Beauvais Cathedral was built in front of an earlier Romanesque basilica. The work on the Gothic construction began in 1225. That it still stands is remarkable. Shortly after the construction started, the Bishop decided to outdo the neighboring dioceses. He ordered that the choir vaulting reach 157 feet or ten feet higher than neighboring Amiens at 148 feet. Things went well until the new choir collapsed in 1284. That section was redone but work never started on the nave. You have a choir and the transept portion of the church without a nave. The old Romanesque basilica built in the Carolingian style serves as the “nave” today. There was a service going on so we didn’t venture in. The entire Gothic portion of the cathedral just hangs in there. Over the centuries various forms of reinforcement have been added such as more buttressing and tie rods between the flying buttresses. The wooden braces inside the cathedral add to the jerry rigged appearance. It needed to stand one more day while we were there. Mission accomplished
Remember that the building survived the ravishes of the Black Death, the Hundred Years War when Beauvais was besieged by the Duke of Burgundy and the French Revolution. A quick aside is that during the siege by the Burgundian allies of the English, a local woman led the defense of the town parapets. Jeanne Hachette (common people did not use last names until much later) used her hatchet as a weapon to inspire the defenders, thus her non de guerre. There is a statue of her in front of the town hall that we were too tired to find. The building also survived an attempt in the 1500’s to out do St. Peter’s in Rome with a 500 foot spire. It too collapsed but the building survived. There is a wooden ceiling cover for the hole created by the collapsed spire. Statuary was attacked by the san culottes during the Revolution and the building found itself in the middle of both 20th Century world wars. Nazi bombing and fires destroyed most of the old town in 1940 along with some of the cathedral outbuildings. We did find a home built in 1410 that survives today. Remarkably there is much of the original stained glass from the Gothic and Renaissance eras as well as some remarkable contemporary works
We were fascinated by the elaborate mechanical clock with some 90,000 parts from the mid 19th Century until we saw and heard the carillon clock from the 1300’s that still rings the bills and keeps accurate time. It is claimed to be the oldest chiming clock in the world that still works. We have many pictures. We didn’t go to the tapestry museum that housed the cathedral collection. But we did wander into the courtyard of the fortified bishops house behind the cathedral. The wonderful turret towers were added after riots aimed at the bishop made him nervous.

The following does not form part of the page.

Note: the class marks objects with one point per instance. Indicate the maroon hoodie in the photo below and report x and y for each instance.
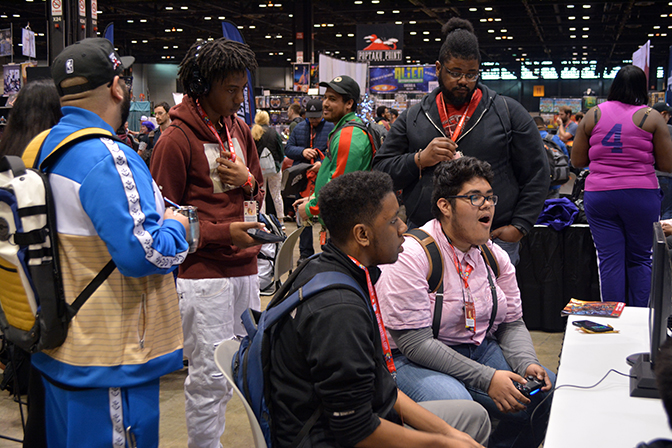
(184, 168)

We even managed to find a supermarket with a pleasant Rhone wine to have with our local pizza. We are too tired to do much else. Our visit to this historic town in Picardy was short but worthwhile. It is well off the tourist track but convenient to the airport and much less hectic than finding our way into Paris. Besides the B&B provides an extensive selection of breakfast goodies and even the shared shower was classy. What do you want for less than 50 bucks?